Untuk dua puluh empat jam dalam sehari, yang selalu terasa kurang.
Aku heran, mengapa kamu seolah membuat hidup begitu kaku ? Terpaku dalam hanya dua puluh empat jam. Itu tak banyak. Mengapa tak pernah kau sediakan setidaknya bonus lima atau sepuluh jam dalam sehari untuk membuat segala sesuatu lebih santai dan tak terburu-buru ?
Aku hanya tidur beberapa jam saja karena insomnia. Pagi pun kemampuan tidurku terbatas. Lalu kurasakan malam sudah merundung lagi tanpa aku tahu apa-apa saja yang telah kulakukan dalam sehari. Ini tidak adil. Bukankah, kata orang, waktu akan terasa berjalan sangat cepat ketika kita sedang bahagia ? Lalu, kalau kurasakan dua puluh empat jam dalam hari-hariku terasa begitu cepat, sisi mana yang bisa kusebut sebagai sesuatu yang membahagiakan dari hari-hari monoton yang bahkan aku lalui dengan hanya sekedar lewat ?
Aku mencarinya, di balik jarum-jarummu yang berdetak sebanyak 86.400 kali dalam sehari. Aku serius, detaknya begitu cepat hingga belum pernah aku mendapatkan waktu yang cukup untuk menemukan bahagia.

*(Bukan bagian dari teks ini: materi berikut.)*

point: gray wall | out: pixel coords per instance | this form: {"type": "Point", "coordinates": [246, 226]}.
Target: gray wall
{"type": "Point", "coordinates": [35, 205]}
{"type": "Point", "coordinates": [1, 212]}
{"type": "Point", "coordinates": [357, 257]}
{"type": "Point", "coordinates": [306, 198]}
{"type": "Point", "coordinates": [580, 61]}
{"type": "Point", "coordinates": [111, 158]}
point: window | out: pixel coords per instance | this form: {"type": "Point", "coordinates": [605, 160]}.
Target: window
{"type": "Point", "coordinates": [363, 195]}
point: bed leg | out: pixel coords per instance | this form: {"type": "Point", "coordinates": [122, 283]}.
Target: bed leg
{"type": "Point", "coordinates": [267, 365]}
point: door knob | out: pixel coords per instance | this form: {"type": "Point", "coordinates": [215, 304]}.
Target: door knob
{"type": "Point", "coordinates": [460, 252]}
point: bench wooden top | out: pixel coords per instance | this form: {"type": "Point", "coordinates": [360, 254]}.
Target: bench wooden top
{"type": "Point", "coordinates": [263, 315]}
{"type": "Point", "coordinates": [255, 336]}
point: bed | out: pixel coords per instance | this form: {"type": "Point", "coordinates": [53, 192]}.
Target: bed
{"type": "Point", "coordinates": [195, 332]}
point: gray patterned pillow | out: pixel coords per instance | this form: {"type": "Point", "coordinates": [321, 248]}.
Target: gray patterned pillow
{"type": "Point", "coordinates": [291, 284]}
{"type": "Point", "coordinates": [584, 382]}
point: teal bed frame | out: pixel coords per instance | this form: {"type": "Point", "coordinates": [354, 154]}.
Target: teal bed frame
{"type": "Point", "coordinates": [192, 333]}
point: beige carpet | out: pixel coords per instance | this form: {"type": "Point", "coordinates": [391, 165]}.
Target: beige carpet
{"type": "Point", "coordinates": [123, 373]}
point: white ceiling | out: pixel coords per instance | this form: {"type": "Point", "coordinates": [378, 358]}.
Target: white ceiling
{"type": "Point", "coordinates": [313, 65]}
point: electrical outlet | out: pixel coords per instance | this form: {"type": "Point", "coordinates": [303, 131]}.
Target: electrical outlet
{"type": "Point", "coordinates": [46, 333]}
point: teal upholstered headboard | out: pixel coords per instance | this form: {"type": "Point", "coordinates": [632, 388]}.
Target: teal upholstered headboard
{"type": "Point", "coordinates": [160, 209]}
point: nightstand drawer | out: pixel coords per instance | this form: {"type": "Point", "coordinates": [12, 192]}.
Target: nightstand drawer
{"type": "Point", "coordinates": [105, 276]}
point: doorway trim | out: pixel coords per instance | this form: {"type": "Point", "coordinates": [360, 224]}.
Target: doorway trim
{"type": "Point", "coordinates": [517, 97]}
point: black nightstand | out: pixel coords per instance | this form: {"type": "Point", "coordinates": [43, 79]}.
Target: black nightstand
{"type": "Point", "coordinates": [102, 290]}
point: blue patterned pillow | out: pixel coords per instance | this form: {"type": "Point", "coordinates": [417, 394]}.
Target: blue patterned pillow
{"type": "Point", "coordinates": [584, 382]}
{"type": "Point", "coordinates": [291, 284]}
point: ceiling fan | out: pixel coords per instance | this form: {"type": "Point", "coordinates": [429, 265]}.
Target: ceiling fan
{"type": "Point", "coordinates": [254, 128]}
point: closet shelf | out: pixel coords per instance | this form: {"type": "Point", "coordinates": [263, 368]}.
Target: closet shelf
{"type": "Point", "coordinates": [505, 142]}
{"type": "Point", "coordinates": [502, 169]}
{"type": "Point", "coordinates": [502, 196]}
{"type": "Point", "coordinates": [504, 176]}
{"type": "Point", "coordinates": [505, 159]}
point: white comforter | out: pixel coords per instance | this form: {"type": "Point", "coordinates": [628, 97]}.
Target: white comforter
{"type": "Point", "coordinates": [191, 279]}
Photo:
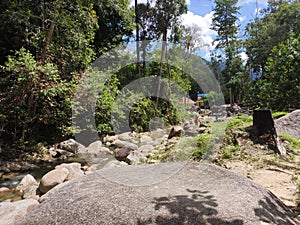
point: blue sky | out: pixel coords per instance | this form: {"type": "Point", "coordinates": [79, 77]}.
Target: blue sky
{"type": "Point", "coordinates": [200, 14]}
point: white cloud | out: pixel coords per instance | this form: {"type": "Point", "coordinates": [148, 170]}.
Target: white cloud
{"type": "Point", "coordinates": [243, 56]}
{"type": "Point", "coordinates": [188, 2]}
{"type": "Point", "coordinates": [244, 2]}
{"type": "Point", "coordinates": [204, 23]}
{"type": "Point", "coordinates": [242, 18]}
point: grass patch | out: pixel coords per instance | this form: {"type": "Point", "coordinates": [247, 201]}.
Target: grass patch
{"type": "Point", "coordinates": [203, 143]}
{"type": "Point", "coordinates": [239, 121]}
{"type": "Point", "coordinates": [294, 143]}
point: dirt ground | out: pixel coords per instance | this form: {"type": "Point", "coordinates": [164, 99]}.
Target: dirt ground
{"type": "Point", "coordinates": [280, 176]}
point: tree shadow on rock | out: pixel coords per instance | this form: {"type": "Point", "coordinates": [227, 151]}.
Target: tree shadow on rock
{"type": "Point", "coordinates": [273, 211]}
{"type": "Point", "coordinates": [197, 207]}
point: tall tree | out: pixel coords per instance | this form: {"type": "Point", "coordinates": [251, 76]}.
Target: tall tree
{"type": "Point", "coordinates": [272, 27]}
{"type": "Point", "coordinates": [167, 17]}
{"type": "Point", "coordinates": [224, 21]}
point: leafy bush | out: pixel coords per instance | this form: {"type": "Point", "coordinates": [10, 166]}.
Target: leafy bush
{"type": "Point", "coordinates": [277, 115]}
{"type": "Point", "coordinates": [202, 147]}
{"type": "Point", "coordinates": [35, 101]}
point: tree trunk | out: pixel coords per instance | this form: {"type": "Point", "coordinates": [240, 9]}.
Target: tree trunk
{"type": "Point", "coordinates": [163, 48]}
{"type": "Point", "coordinates": [48, 38]}
{"type": "Point", "coordinates": [137, 39]}
{"type": "Point", "coordinates": [263, 123]}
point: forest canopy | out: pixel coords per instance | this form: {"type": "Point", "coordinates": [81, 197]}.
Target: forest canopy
{"type": "Point", "coordinates": [46, 47]}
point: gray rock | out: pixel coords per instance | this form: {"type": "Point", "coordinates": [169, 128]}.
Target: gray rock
{"type": "Point", "coordinates": [122, 144]}
{"type": "Point", "coordinates": [4, 189]}
{"type": "Point", "coordinates": [289, 124]}
{"type": "Point", "coordinates": [145, 149]}
{"type": "Point", "coordinates": [95, 147]}
{"type": "Point", "coordinates": [115, 163]}
{"type": "Point", "coordinates": [109, 139]}
{"type": "Point", "coordinates": [28, 185]}
{"type": "Point", "coordinates": [175, 131]}
{"type": "Point", "coordinates": [72, 146]}
{"type": "Point", "coordinates": [135, 157]}
{"type": "Point", "coordinates": [122, 153]}
{"type": "Point", "coordinates": [146, 140]}
{"type": "Point", "coordinates": [53, 178]}
{"type": "Point", "coordinates": [61, 154]}
{"type": "Point", "coordinates": [11, 212]}
{"type": "Point", "coordinates": [73, 168]}
{"type": "Point", "coordinates": [170, 193]}
{"type": "Point", "coordinates": [128, 136]}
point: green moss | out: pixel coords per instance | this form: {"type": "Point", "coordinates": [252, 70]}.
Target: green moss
{"type": "Point", "coordinates": [294, 143]}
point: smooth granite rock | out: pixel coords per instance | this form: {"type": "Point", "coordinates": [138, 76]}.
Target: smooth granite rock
{"type": "Point", "coordinates": [170, 193]}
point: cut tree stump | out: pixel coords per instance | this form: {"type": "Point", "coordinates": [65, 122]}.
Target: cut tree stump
{"type": "Point", "coordinates": [263, 123]}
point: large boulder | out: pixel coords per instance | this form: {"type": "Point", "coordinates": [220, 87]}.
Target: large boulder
{"type": "Point", "coordinates": [72, 146]}
{"type": "Point", "coordinates": [175, 131]}
{"type": "Point", "coordinates": [170, 193]}
{"type": "Point", "coordinates": [73, 168]}
{"type": "Point", "coordinates": [10, 212]}
{"type": "Point", "coordinates": [125, 144]}
{"type": "Point", "coordinates": [28, 185]}
{"type": "Point", "coordinates": [53, 178]}
{"type": "Point", "coordinates": [122, 153]}
{"type": "Point", "coordinates": [146, 140]}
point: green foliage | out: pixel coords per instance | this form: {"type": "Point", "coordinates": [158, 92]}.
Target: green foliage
{"type": "Point", "coordinates": [279, 89]}
{"type": "Point", "coordinates": [202, 147]}
{"type": "Point", "coordinates": [272, 27]}
{"type": "Point", "coordinates": [294, 143]}
{"type": "Point", "coordinates": [277, 115]}
{"type": "Point", "coordinates": [115, 24]}
{"type": "Point", "coordinates": [146, 110]}
{"type": "Point", "coordinates": [239, 121]}
{"type": "Point", "coordinates": [32, 105]}
{"type": "Point", "coordinates": [228, 49]}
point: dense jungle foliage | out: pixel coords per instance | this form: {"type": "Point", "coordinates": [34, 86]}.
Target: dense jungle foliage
{"type": "Point", "coordinates": [47, 46]}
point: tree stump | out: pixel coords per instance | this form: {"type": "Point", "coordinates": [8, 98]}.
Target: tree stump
{"type": "Point", "coordinates": [263, 124]}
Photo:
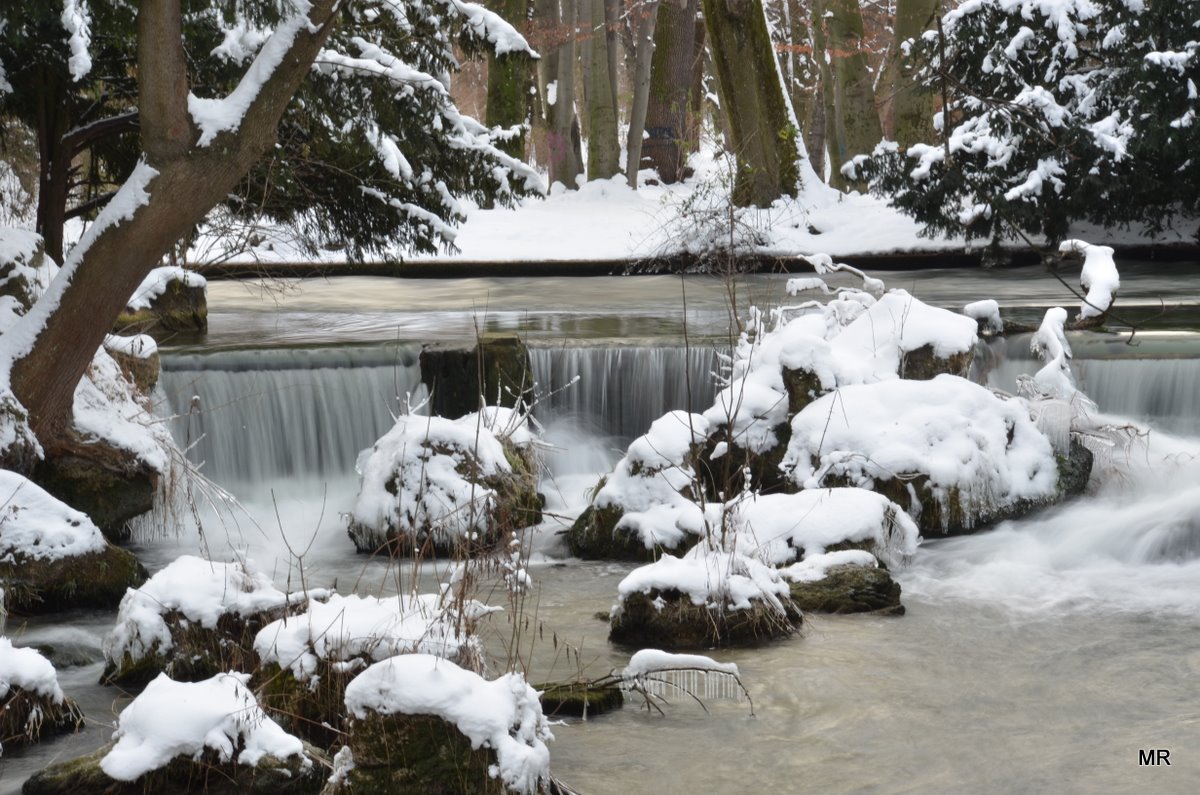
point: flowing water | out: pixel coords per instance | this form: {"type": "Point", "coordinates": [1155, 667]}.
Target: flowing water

Dalam dua puluh empat jamku, aku tak pernah tahu apa yang sebenarnya telah aku lewatkan. Seperti berdiri di tengah marka jalan dengan lalu lalang kendaraan di kanan kiri dari pagi hingga petang. Begitu saja seterusnya.
Orang bilang, itu useless.
Jadi, wahai dua puluh empat jam yang angkuh, beri aku lebih banyak waktu untuk bisa melakukan lebih banyak hal. Beri aku detik-detik yang berjalan dengan ritme lebih tenang, tak terburu-buru, agar aku bisa mencari di mana bahagia yang sudah begitu lama aku lewatkan itu.